Quasi tutti i protagonisti del Sas dla Crusc sono scalatori eccezionali, da Christoph Hainz e Kurt Astner che nel 1994 aprono Auf die Felsen ihr Affen (VIII+), a Helmut Gargitter e Renato Botte che nel 2003 si distinguono su Loss lei, heb schun (IX-), e allo stesso Hauer che, nel 2005, firma con l’amico Schreiber la notevole Silberschrei (IX), a destra del grande diedro.
Il resto della storia possiamo affidarlo alla creatività e ai racconti di Nicola Tondini, l’apritore più attivo nel terzo millennio, a dimostrazione che il Sas dla Crusc resta un laboratorio per la scalata d’avanguardia. La storia di Tondini comincia tra il 2006 e il 2008, con Nicola Sartori e Michele Zandegiacomo: prima salita e prima salita in libera della Perla preziosa (IX+), una via estrema che esplora lo spazio tra il Diedro Mayerl e la via Messner al Grande Muro. Cinque giornate in parete distribuite su due anni di ricerca con il «sogno di aprire una via in libera e in stile tradizionale». Il sogno è quasi esaudito, con due soli spit sul sesto tiro di corda.
Due anni dopo Tondini torna con Ingo Irsara per salire e liberare Menhir, sul Pilastro di Mezzo del Sas. Si tratta di un itinerario geniale che sale in tre tiri le placconate nere a destra della famosa via dei fratelli Messner e poi, dopo uno slalom tra i tetti gialli, con altre due lunghezze supera lo specchio grigio superiore.

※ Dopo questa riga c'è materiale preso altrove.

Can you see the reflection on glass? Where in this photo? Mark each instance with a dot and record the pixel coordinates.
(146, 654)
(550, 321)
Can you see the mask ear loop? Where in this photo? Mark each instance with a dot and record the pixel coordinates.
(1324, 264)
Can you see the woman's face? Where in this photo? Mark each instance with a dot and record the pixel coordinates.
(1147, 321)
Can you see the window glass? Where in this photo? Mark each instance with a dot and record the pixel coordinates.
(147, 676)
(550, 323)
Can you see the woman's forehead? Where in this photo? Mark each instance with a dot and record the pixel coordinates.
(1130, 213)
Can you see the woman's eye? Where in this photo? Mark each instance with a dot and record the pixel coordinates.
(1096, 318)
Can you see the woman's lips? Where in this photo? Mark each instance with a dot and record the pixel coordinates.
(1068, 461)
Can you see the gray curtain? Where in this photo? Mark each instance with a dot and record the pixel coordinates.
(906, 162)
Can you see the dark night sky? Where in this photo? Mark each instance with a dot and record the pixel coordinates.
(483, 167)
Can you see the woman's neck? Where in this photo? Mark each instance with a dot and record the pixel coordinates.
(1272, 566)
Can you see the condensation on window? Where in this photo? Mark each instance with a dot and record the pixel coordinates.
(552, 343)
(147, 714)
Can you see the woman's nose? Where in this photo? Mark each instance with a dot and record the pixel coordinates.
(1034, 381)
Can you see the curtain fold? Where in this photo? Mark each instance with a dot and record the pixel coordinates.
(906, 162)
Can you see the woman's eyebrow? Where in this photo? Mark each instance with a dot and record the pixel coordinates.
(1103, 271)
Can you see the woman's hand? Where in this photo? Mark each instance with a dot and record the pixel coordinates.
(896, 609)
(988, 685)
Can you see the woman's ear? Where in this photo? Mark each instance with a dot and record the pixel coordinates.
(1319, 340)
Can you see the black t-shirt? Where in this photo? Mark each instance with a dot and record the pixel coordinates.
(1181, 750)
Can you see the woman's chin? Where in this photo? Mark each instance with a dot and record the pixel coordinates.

Tondini e Irsara firmano infine la via più estrema della parete – Quo Vadis – e la liberano nel 2012, sfiorando il X grado. «Io e Ingo – scrive Nicola – avevamo vissuto un’esperienza mentalmente molto impegnativa, che ci aveva portato al limite delle nostre capacità di apertura in uno stile il più possibile puro: protezioni tradizionali su chiodi e friend, con sole due sezioni più “sportive”, ma prima di offrirla ai ripetitori volevamo renderci conto di cosa avevamo creato, percorrendo tutti i tiri in libera… Il totale si è rivelato molto più duro della semplice somma delle parti. Ne è risultato, secondo noi, un capolavoro di logicità, che a parte pochi metri ha una connotazione fortemente alpinistica e che ora offriamo volentieri alle tante forti cordate che girano sulle Alpi».